The US crude export ban that was imposed in 1975 should be repealed 40 years later to ensure the US oil and gas renaissance continues,ConocoPhillips Chief Executive Officer Ryan Lance said. A mismatch with US refineries generally configured to process heavier grades has created deep discounts for the new US light crudes, raising the possibility that the nation’s recent oil production growth could be curtailed, he warned.
“The US energy situation has improved significantly since the ban was put in place,” Lance said in a Jan. 14 address at the Center for Strategic and International Studies. “Government should recognize the new reality of the renaissance that has transformed North America from energy scarcity to abundance, and enable the industry to keep it going.”
Previously inaccessible resources which hydraulic fracturing, horizontal drilling, and other new technologies are tapping have changed the country’s supply outlook from scarcity to abundance, he noted. “We’ve barely scratched the surface,” Lance said. “This is the first inning of a 9-inning game.”
US crude transportation capacity has grown, he said. “There’s been a tremendous amount invested in pipelines the last 5 years, first with the Eagle Ford [tight oil field], then with the Bakken, and now with the Permian basin,” Lance said.
“No one wants to shut production in,” he said. “The logical solution would be to reform an export ban that was imposed in a completely different time. There is spare capacity in Europe, Asia, and Latin America to refine this light crude.”
Responding to a question at a press conference following his address, Lance said he also would support a fresh look at statutes that hamper economic transportation of new lighter US crudes to the relatively few US refineries already configured to process them. “Anything that restricts movements of crude should be examined,” he said.

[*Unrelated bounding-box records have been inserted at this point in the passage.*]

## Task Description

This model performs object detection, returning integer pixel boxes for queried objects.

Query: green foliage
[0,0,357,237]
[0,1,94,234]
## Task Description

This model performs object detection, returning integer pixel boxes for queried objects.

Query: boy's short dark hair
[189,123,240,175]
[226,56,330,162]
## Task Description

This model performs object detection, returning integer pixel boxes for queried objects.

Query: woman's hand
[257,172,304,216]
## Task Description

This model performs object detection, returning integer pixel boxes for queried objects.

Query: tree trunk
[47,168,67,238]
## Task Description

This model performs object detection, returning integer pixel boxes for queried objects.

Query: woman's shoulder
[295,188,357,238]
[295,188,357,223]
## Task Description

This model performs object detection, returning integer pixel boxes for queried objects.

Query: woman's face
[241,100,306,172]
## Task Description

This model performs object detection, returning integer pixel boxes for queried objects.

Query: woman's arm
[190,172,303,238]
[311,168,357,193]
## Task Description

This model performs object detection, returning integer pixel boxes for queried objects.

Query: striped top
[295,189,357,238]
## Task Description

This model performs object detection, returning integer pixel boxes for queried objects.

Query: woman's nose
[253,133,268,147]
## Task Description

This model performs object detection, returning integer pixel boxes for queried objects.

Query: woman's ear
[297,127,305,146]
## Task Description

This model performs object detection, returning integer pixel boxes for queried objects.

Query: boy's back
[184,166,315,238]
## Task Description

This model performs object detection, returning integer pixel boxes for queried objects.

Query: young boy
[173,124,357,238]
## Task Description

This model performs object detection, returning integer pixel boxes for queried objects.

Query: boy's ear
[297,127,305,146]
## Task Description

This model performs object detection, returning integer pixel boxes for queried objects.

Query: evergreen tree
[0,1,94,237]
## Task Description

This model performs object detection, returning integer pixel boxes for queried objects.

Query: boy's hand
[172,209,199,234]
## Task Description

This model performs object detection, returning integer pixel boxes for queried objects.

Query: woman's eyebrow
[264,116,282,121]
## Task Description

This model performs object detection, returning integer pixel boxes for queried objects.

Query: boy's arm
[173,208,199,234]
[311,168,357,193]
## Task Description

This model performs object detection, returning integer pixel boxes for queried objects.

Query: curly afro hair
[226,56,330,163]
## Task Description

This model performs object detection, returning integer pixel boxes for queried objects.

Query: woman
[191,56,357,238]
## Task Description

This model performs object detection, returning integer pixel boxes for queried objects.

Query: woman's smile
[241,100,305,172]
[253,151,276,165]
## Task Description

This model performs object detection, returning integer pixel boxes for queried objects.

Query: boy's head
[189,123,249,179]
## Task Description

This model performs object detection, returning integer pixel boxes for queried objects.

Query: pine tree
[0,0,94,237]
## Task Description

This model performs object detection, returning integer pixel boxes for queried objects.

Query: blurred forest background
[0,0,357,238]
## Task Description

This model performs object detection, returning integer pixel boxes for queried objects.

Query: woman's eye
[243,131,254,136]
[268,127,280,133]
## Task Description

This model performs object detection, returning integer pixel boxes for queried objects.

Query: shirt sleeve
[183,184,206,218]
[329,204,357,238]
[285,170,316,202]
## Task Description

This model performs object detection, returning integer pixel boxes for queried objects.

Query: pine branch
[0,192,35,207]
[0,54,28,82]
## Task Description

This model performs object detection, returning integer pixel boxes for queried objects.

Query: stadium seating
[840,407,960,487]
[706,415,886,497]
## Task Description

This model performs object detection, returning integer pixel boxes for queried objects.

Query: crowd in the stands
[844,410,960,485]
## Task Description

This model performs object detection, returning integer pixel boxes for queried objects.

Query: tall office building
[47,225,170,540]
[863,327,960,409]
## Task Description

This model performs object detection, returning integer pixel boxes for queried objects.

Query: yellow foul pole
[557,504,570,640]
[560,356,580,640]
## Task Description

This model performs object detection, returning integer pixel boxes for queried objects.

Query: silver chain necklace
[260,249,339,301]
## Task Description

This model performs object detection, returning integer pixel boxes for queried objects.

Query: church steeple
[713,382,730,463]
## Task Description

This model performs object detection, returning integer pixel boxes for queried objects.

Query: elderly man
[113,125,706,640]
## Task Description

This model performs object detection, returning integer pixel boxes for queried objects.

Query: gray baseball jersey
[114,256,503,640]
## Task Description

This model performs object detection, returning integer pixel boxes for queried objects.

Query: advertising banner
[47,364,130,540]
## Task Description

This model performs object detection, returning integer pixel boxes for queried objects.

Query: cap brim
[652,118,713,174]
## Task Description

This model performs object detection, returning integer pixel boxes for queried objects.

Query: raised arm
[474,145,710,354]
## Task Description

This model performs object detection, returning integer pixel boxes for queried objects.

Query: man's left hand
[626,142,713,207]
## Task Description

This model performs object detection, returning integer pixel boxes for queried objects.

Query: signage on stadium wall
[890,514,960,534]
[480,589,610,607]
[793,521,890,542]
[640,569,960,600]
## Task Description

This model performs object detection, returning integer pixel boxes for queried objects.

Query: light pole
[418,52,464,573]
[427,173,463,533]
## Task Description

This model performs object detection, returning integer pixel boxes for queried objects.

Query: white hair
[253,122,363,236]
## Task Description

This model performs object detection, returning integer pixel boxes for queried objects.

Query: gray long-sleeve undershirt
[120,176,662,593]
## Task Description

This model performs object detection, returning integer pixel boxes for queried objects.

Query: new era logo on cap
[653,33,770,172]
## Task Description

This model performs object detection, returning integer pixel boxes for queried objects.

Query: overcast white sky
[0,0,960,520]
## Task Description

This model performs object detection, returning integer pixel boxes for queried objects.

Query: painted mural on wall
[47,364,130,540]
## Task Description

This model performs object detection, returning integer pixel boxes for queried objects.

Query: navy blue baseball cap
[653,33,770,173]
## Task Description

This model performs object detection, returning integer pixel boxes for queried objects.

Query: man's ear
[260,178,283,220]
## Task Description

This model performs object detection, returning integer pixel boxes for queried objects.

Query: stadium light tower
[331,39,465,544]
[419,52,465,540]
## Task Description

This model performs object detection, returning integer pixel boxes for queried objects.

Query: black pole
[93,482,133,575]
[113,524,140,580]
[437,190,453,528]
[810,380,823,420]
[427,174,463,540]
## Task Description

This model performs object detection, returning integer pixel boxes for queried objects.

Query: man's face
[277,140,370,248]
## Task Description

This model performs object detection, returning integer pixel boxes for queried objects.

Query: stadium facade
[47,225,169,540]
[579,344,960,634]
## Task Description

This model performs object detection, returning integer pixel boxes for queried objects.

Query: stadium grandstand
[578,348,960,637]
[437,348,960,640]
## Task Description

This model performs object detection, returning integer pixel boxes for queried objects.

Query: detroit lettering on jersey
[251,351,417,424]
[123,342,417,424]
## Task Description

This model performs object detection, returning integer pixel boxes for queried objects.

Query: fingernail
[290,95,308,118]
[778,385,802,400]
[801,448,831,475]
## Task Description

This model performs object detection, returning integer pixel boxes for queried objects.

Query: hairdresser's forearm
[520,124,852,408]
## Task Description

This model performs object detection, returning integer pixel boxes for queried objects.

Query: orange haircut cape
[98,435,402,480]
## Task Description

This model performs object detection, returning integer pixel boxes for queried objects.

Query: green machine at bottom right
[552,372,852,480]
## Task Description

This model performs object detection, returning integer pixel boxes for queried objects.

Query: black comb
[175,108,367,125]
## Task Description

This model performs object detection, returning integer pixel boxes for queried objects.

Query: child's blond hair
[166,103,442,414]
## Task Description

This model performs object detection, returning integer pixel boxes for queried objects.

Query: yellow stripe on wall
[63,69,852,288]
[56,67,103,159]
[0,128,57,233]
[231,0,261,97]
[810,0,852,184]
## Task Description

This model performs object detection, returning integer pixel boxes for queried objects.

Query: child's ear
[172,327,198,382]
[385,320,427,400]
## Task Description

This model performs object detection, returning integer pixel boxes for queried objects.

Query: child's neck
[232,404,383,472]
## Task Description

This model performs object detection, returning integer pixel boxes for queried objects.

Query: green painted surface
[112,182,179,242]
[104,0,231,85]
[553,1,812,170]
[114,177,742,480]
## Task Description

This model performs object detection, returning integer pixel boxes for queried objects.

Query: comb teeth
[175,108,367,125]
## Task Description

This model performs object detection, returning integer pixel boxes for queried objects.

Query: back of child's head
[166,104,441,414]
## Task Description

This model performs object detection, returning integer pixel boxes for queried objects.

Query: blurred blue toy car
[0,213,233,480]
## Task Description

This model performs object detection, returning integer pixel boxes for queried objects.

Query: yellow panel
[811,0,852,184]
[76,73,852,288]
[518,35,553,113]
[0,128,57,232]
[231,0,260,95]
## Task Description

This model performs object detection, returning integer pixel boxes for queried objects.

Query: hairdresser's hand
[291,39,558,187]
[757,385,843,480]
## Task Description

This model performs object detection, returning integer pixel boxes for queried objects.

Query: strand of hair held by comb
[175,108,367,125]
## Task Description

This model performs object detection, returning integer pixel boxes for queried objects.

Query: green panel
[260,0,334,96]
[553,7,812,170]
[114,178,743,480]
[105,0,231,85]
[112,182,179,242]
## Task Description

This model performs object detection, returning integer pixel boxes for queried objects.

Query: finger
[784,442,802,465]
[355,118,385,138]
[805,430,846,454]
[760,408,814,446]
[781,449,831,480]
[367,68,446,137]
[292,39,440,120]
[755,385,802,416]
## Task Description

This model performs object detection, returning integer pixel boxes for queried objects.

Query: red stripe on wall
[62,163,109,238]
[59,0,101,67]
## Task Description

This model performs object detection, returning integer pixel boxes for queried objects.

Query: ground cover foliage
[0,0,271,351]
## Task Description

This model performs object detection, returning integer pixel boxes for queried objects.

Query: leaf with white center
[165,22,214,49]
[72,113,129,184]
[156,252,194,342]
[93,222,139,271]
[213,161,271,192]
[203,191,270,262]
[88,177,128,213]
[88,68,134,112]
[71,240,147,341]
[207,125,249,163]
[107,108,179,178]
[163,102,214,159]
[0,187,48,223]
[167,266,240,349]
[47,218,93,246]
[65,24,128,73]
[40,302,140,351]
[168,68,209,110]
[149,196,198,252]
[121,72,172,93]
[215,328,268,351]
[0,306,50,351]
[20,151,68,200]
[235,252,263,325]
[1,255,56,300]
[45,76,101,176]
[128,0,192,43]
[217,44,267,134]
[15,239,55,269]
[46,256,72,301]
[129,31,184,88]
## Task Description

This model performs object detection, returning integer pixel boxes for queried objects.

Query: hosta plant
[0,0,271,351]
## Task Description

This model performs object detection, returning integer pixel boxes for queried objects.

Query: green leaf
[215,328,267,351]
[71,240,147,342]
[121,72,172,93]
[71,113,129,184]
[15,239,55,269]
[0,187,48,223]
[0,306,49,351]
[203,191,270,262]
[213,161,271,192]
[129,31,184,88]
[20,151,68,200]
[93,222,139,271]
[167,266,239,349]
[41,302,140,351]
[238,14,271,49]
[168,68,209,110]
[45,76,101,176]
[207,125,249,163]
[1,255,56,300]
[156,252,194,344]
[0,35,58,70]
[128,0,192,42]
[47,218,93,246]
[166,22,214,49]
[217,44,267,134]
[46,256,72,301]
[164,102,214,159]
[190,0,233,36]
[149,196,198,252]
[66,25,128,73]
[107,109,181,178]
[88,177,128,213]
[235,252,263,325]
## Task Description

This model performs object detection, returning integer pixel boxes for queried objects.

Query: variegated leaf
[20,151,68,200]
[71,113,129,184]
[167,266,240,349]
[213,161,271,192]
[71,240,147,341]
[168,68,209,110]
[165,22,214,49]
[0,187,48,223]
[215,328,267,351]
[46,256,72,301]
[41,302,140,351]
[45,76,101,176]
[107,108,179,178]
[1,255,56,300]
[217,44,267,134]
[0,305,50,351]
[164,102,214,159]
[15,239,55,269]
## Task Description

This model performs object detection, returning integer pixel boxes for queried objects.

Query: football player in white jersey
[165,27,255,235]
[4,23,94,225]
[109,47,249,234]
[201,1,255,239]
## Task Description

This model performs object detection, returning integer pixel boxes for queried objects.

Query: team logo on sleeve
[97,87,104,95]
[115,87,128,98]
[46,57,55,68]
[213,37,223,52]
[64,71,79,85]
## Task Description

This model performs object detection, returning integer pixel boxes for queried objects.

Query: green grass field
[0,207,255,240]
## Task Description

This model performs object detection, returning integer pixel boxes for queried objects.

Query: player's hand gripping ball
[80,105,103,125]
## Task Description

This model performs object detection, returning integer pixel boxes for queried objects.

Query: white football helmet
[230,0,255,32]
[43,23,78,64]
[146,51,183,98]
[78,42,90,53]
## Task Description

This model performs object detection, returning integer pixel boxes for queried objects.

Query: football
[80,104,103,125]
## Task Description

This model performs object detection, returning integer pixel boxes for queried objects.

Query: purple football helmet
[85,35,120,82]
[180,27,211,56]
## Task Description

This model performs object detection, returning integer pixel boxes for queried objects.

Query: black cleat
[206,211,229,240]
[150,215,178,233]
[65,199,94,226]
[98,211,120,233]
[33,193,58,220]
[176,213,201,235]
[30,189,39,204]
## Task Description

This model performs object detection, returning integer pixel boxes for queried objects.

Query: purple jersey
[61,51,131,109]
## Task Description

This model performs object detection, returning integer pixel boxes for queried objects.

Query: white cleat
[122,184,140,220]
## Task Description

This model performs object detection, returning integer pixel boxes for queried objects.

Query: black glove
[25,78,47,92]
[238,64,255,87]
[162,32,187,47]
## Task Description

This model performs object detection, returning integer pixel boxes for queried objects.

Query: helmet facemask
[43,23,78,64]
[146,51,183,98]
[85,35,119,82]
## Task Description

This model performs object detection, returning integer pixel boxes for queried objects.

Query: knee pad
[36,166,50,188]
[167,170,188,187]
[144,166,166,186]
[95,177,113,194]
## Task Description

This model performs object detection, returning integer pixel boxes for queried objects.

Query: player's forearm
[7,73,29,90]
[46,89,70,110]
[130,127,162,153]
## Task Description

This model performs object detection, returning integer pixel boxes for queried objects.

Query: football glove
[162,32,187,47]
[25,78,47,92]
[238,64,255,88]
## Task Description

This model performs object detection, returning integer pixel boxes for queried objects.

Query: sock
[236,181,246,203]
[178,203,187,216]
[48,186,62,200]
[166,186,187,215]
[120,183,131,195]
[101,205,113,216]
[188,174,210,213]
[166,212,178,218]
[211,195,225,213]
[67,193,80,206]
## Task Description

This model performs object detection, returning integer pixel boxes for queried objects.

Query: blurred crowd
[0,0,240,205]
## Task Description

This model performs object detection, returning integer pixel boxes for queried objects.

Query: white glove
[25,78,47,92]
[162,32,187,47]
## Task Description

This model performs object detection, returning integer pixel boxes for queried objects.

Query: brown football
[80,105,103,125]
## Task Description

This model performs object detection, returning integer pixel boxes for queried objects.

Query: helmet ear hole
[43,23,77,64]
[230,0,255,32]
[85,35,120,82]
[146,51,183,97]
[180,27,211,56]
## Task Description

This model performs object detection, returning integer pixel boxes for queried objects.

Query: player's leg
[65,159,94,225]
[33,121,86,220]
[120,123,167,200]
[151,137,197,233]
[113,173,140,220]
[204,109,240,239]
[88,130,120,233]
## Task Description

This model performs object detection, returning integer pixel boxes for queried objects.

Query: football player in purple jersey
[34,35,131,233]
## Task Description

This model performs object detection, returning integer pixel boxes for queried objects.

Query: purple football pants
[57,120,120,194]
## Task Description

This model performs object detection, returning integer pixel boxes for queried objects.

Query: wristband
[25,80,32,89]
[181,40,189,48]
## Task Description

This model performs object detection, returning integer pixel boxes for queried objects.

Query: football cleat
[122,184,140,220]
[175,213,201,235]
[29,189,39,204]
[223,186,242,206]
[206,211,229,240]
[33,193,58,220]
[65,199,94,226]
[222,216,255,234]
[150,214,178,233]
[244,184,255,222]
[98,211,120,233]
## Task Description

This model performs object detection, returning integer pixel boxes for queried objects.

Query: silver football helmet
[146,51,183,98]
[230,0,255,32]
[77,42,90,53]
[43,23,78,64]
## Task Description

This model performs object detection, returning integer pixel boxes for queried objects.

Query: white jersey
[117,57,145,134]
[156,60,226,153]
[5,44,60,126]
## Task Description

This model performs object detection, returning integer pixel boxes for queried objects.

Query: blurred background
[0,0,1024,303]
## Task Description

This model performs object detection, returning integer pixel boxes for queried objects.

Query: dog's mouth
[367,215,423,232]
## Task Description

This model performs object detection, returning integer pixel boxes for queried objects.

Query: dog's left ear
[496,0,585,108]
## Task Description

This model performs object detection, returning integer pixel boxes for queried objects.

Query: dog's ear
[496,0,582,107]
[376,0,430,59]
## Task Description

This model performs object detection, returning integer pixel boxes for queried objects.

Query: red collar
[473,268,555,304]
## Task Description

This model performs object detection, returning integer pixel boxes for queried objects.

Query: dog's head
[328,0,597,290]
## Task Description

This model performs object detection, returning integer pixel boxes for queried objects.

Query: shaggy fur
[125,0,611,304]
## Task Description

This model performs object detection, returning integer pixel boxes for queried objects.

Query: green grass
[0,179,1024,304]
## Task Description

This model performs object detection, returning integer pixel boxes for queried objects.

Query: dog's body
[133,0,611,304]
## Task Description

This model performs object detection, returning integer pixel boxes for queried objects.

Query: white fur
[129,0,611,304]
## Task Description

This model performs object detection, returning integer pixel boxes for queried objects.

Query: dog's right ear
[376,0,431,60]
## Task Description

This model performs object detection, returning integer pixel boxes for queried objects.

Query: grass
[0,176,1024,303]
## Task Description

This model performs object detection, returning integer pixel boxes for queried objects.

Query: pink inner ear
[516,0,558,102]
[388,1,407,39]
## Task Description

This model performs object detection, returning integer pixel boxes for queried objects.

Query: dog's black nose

The recent oil-price downturn will have an impact, he said. Lance said US light oil production rose 1 million b/d last year, but could fall 700,000 b/d in 2015. “It won’t stop all activity because some areas are more productive,” he said. “Our growth will slow down, but it won’t stop.”
Lance said the North American shale revolution “has twisted investment decisions for companies like mine.” He said, “We see unconventional operations here with costs-of-supply that are competitive with any operation around the world.” ConocoPhillips also considers fiscal systems, rule of law, political situations, and other aboveground risks, he added.
The US already exports crude to Canada and has begun swaps with Mexico, Lance said. “We need to export more,” he said. “Times have changed for the better. Policies should too. Congress and the administration should act by the end of 2015 before the next election cycle goes into high gear.”